AzureAD / azure-activedirectory-identitymodel-extensions-for-dotnet

IdentityModel extensions for .Net
MIT License
1.05k stars 397 forks source link

Issue with _currentConfiguration being null after the first call #2050

Open dmitrymal opened 1 year ago

dmitrymal commented 1 year ago

Summary: We ran into an issue with our Azure Function that has a very high throughput. With high volume functions a lot of new function instances start and go. Sometime on the startup of a new instance, the very first call to the GetConfigurationAsync fails (e.g. OKTA server was unavailable). This causes all the subsequent calls to fail for the next 5 minutes.

Details: When this line var configuration = await _configRetriever.GetConfigurationAsync(MetadataAddress, _docRetriever, CancellationToken.None).ConfigureAwait(false); fails, the exception is caught and _syncAfter is set to now + 5 mins. However, _currentConfiguration is still null.

On the subsequent calls the condition if (_syncAfter <= now) is true and the code falls through to this line https://github.com/AzureAD/azure-activedirectory-identitymodel-extensions-for-dotnet/blob/614642a18baf304d67a4a6e711074efb71262c35/src/Microsoft.IdentityModel.Protocols/Configuration/ConfigurationManager.cs#L209 causing the another exception.

This keeps happing for 5 mins until _syncAfter becomes > than now In our case this behavior causes 10 - 50K exceptions in 5 min timeframe.

Proposed fix: add || _currentConfiguration == null condition to the following if statement: https://github.com/AzureAD/azure-activedirectory-identitymodel-extensions-for-dotnet/blob/614642a18baf304d67a4a6e711074efb71262c35/src/Microsoft.IdentityModel.Protocols/Configuration/ConfigurationManager.cs#L170 Something like this: if (_currentConfiguration == null || _syncAfter <= now)

Question: Before this is fixed, is there any workaround that you could suggest?

Disclaimer: All this analysis is done just by reviewing the code, so I might have overlooked something. Let me know if this sounds correct to you.

brentschmaltz commented 1 year ago

@dmitrymal we are modifying this so that until configuration is obtained, we will retry at a 30 second interval 4 times. Does this seem reasonable?

dmitrymal commented 1 year ago

@dmitrymal we are modifying this so that until configuration is obtained, we will retry at a 30 second interval 4 times. Does this seem reasonable?

It is your call, but personally, I would have left it up to the client to decide what retry strategy to use. '30 second interval 4 times' seems just a random decision and may not work for all clients. For instance, in our case with the rate of 10K requests per minute, we might end up with 40K queued requests waiting for a retry (which is probably not good).

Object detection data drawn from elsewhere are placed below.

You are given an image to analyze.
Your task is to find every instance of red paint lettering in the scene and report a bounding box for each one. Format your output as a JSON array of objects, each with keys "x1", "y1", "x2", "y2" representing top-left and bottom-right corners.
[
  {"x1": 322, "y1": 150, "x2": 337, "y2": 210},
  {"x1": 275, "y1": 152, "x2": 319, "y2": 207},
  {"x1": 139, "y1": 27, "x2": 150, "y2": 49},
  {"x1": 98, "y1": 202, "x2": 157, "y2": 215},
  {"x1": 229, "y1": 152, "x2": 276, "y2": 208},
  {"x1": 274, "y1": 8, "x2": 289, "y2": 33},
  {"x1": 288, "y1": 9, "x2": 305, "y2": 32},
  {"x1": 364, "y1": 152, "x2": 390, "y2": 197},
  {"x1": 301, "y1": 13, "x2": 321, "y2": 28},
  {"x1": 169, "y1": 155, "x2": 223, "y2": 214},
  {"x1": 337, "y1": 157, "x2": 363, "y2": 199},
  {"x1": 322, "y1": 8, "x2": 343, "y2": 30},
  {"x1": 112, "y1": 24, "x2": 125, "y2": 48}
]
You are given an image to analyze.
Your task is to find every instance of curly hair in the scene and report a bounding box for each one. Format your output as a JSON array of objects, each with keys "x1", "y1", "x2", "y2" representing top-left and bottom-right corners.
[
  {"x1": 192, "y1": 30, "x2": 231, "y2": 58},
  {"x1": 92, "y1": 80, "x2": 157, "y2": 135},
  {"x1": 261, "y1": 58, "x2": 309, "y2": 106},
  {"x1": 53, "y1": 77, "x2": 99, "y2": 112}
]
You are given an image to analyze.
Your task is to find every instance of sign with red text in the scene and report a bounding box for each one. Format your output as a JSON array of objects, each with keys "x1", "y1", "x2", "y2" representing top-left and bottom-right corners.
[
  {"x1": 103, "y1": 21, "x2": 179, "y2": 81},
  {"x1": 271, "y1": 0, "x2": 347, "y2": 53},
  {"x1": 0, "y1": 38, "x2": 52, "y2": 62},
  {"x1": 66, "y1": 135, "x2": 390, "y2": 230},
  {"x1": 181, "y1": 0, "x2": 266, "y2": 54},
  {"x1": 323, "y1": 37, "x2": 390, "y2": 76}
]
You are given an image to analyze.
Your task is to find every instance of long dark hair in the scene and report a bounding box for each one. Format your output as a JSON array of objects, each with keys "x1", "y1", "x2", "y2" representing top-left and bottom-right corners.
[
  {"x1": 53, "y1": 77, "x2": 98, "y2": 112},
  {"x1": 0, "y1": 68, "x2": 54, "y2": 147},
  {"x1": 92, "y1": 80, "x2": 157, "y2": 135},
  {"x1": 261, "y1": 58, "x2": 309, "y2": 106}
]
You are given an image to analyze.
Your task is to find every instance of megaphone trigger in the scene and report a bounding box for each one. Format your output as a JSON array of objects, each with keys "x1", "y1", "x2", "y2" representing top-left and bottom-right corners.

After all, the issue is not about not being able to get the configuration or retry logic. The issue is in the code which does not check whether or not the _currentConfiguration is null.

In my opinion, the code should check if currentConfiguration == null and if it is, try to get it. The code should not simply throw an exception leaving the client without any option to fix the issue. This logical bug should be fixed regardless of retry logic. The easiest and quickest way to fix it is to have it something like this: if (_currentConfiguration == null || _syncAfter <= now)

I could create a PR with the proposed changes if that would help.

By the way, I see you labeled it as an 'Enhancement'. I would consider this as a Bug (not an Enhancement). Thoughts?

brentschmaltz commented 1 year ago

@dmitrymal A request has arrived and we need to validate the token. Metadata may be needed since TokenValidationParameters.ConfigurationManager is not null the user must have set it. If metadata cannot be obtained, we may not be able to validate the token, but we will try.

It seems correct that if ConfigurationManger never obtained metadata, we should try again next time through. A simple change would be to not set _syncAfter in the exception block here.

I need to circle back with the team to understand why continuous attempts without a throttle were not acceptable.

brentschmaltz commented 1 year ago

@dmitrymal we discussed this as a team and landed on exponential backoff.

dmitrymal commented 1 year ago

@dmitrymal we discussed this as a team and landed on exponential backoff.

The retry logic might help (in some cases). However, the client code should have control of the retry logic. Otherwise, it might lead to more issues. At the very least the client should be able to set/define retry parameters.

Anyway, all this (the retry discussion) is a separate concern and has nothing to do with the reported issue in the code. If _currentConfiguration ends up to be null even after retries, the client would still run into the same issue.

Any thoughts on fixing that?

brentschmaltz commented 1 year ago

@dmitrymal we have implemented a exponential increase in this PR https://github.com/AzureAD/azure-activedirectory-identitymodel-extensions-for-dotnet/pull/2052

We should leave this open to add the ability for users to set their own algorithm as you are correct in that we can assume to understand all the scenarios.